I like my protagonists dark and flawed, and Miriam Black is as flawed as they come.  I wouldn’t want to be me if my super power was being able to know how the person whose skin I’m touching is going to die and when.  That’s agony.

In Blackbird Miriam earns her living by hitching rides and ripping off the drivers.  Until she gets saved by Louis, a truck driver who rescues her from four college boys bent on having the good time they think Miriam is offering.

She’s convinced there’s no way to change what she sees, and that makes her even more bitter.  What’s the point of knowing if you can’t do anything about it?  She’s tried before.  But now that she’s met Louis and knows he’s going to die in 30 days saying her name, she has to try again.

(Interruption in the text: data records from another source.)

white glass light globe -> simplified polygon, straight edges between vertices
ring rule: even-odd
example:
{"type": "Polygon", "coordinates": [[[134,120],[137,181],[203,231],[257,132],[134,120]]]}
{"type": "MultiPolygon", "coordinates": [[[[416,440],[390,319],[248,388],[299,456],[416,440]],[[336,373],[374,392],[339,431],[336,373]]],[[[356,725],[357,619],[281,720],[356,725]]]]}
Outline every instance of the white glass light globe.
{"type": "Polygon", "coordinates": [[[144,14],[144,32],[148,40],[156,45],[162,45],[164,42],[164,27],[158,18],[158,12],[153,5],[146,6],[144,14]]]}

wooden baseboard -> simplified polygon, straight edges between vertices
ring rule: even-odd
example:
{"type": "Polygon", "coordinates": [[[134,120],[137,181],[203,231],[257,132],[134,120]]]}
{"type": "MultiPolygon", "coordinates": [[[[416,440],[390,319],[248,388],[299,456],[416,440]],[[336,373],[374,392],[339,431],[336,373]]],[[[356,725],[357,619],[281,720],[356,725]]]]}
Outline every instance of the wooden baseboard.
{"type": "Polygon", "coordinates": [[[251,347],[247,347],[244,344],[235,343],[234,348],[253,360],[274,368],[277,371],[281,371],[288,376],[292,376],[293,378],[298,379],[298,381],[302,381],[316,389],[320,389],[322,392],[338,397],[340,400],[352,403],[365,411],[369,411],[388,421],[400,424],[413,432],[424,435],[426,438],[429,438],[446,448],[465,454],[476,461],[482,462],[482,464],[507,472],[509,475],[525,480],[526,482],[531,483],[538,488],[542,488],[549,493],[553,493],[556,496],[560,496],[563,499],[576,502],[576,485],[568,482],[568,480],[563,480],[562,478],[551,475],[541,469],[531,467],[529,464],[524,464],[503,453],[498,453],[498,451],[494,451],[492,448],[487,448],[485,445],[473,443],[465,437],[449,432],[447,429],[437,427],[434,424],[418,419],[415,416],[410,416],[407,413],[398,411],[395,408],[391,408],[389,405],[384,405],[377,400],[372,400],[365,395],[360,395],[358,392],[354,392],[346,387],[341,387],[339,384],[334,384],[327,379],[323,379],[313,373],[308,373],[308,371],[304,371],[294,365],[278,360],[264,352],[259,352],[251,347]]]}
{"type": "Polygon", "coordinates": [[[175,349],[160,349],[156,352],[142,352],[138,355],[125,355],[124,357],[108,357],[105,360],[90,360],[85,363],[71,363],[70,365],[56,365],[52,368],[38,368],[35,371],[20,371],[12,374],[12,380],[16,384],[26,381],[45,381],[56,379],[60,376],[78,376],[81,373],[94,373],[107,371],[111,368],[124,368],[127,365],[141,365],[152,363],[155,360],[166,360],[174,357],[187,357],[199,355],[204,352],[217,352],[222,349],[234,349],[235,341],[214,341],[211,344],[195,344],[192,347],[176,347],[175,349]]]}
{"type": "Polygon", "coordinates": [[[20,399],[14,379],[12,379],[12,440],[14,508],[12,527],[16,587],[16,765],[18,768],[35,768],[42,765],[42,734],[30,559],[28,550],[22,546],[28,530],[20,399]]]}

And wow, get ready for a tough ride.  Blackbirds is rough, coarse and thrilling.  Wendig pulls no punches in setting this world up.  Miriam isn’t likeable, but she is understandable.  And the questions brought up by having a power like hers is fascinating..  Then there’s the question of who is worth trying to save, and who gets to make that decision.  There’s some true existential stuff going on in this book.

If Blackbird is about changing the destiny of one man, Mockingbird is about changing the destiny of many.  It’s about catching the serial killer preying on the girls who go to school in what is essentially a private, upscale juvenile detention center.  And the truly dark secret of this school is shocking, yet unsurprising.

Just as dark as Blackbirds, and possibly even more terrifying, Mockingbird has Miriam confronting her power, her past and the lives of others more deeply than before.  How does one come to grips with all the destruction she’s had wreaked upon her and has caused?

Chuck Wendig has joined Richard Kadry in my list of favorite urban fantasy writers.  They’re as terrific as their characters are bleak.